At the end of the course, the student must be able to critically deal with a validation process and be aware of the tools offered by chemometrics for visualizing large data sets, including the possibility of classifying and quantifying multivariate responses.
Course Prerequisites
Knowledge of univariate basic statistics, and calculation programs (Excel).
Teaching Methods
The course offers a wide range of exercises in the computer lab, performed in the first person by the student on data sets provided by the teacher. The various stages of validation will be covered.

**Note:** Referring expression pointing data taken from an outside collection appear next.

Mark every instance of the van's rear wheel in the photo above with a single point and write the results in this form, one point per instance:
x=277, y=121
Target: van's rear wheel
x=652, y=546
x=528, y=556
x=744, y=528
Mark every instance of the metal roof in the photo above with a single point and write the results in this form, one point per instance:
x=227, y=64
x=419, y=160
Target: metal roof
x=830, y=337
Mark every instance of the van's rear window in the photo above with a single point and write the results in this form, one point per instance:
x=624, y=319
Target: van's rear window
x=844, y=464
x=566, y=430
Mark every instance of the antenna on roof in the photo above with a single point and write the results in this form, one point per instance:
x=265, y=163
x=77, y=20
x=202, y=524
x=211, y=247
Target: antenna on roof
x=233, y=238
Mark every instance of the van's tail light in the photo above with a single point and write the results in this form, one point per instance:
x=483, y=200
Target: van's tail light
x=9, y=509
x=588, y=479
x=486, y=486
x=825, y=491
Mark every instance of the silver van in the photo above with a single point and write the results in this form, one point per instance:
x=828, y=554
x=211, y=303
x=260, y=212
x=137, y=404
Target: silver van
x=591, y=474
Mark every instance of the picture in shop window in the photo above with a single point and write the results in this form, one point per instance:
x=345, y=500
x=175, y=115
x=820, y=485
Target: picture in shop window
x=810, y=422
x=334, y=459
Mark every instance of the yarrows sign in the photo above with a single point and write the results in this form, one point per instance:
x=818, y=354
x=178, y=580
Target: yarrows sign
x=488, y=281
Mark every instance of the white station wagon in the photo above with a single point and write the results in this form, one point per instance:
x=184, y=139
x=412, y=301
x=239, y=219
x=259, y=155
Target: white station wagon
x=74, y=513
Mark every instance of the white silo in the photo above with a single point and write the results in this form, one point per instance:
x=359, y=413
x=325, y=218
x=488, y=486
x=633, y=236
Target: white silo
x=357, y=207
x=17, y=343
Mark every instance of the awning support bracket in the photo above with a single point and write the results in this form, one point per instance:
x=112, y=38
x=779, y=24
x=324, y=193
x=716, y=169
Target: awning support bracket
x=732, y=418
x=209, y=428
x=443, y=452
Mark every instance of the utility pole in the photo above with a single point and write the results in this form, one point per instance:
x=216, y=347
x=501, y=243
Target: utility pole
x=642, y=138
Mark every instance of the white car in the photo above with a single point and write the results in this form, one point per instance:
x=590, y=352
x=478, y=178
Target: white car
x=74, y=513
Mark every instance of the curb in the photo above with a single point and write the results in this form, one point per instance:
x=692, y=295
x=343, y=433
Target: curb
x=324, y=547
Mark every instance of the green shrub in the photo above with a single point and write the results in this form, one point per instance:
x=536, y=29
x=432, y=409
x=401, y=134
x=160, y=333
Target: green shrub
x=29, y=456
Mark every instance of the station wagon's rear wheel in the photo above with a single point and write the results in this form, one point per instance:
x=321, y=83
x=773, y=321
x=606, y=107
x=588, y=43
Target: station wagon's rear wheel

Excel and open-source chemometrics software will be employed and introduced to students through a variety of hands-on exercises.
Assessment Methods
The exam consists of evaluating laboratory activities and a personal production, which will be presented during the oral exam at the end of the course.
Texts
E. Desimoni, B. Brunetti, “L'elaborazione dei dati nel laboratorio di analisi chimiche”, Bologna, CLUEB, 2010. R. Todeschini, “Introduzione alla chemiometria”, Napoli, EdiSES, 1998.
Contents
The first part of the course deals with the procedures for an analytical method validation employed in chemical analysis, in detail referred selectivity, accuracy, precision, uncertainty, robustness and recovery. In the second part, the topics related to the multivariate structure of data and multidimensional dataset visualization are illustrated. Unsupervised techniques will be introduced with ample emphasis on the principal component analysis, PCA, 3wayPCA, and supervised, qualitative (classification) and quantitative techniques (Partial Least Square Regression, PLS).